Link: http://www.ncbi.nlm.nih.gov/pubmed/22945891

I'm a first things first sort of a person. A tremendous amount of work remains on any path that leads to the creation of rejuvenation biotechnology capable of reversing aging - especially if we want to it arrive before we die of old age - so expending a lot of effort on thinking about what happens afterwards doesn't strike me as helpful. That said, it can't hurt to glance ahead here and there in order to anticipate the next array of possible challenges and endeavors.

So this is one of those short glances, focused on the narrow issue of swimming upstream against the culture of our time - which is a great deal more work and a great deal slower than going with the flow.

As I'm sure you've all noticed, the currents of opinion and conversation that underpin our society are largely opposed to initiatives aimed at abolishing aging through medical science so as to live far longer healthy lives. To a certain extent this is because human societies are reflexively conservative, even in times of great change, and everything new is resisted, ridiculed, or ignored in the hope that it will go away, even if beneficial. The ape inside all of us lusts for stability and stasis.

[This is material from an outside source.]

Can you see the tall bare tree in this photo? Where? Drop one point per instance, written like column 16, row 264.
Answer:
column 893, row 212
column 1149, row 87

Another factor is that many people seem genuinely uninterested in ensuring more healthy time spent alive at some point decades from now - the psychology of time preference at work, deeply discounting the value of anything likely to happen a long time from now. Further, the greater the level of regulation and government intervention in a field, the slower it goes and the more that all change is opposed - just look at medicine in the US, for example, where the primary regulatory body does pretty much all it can to sabotage any form of progress in medicine.

One day, the change that was hard-won will be the new normal and completely accepted. That will be the case for longevity science and the defeat of aging as well, and people of the future will wonder how we could have been such barbarians, resisting the obvious benefits of not suffering, decaying, and dying. Until that time, supporting rationality and faster development in engineered human longevity will continue to be harder than it should be.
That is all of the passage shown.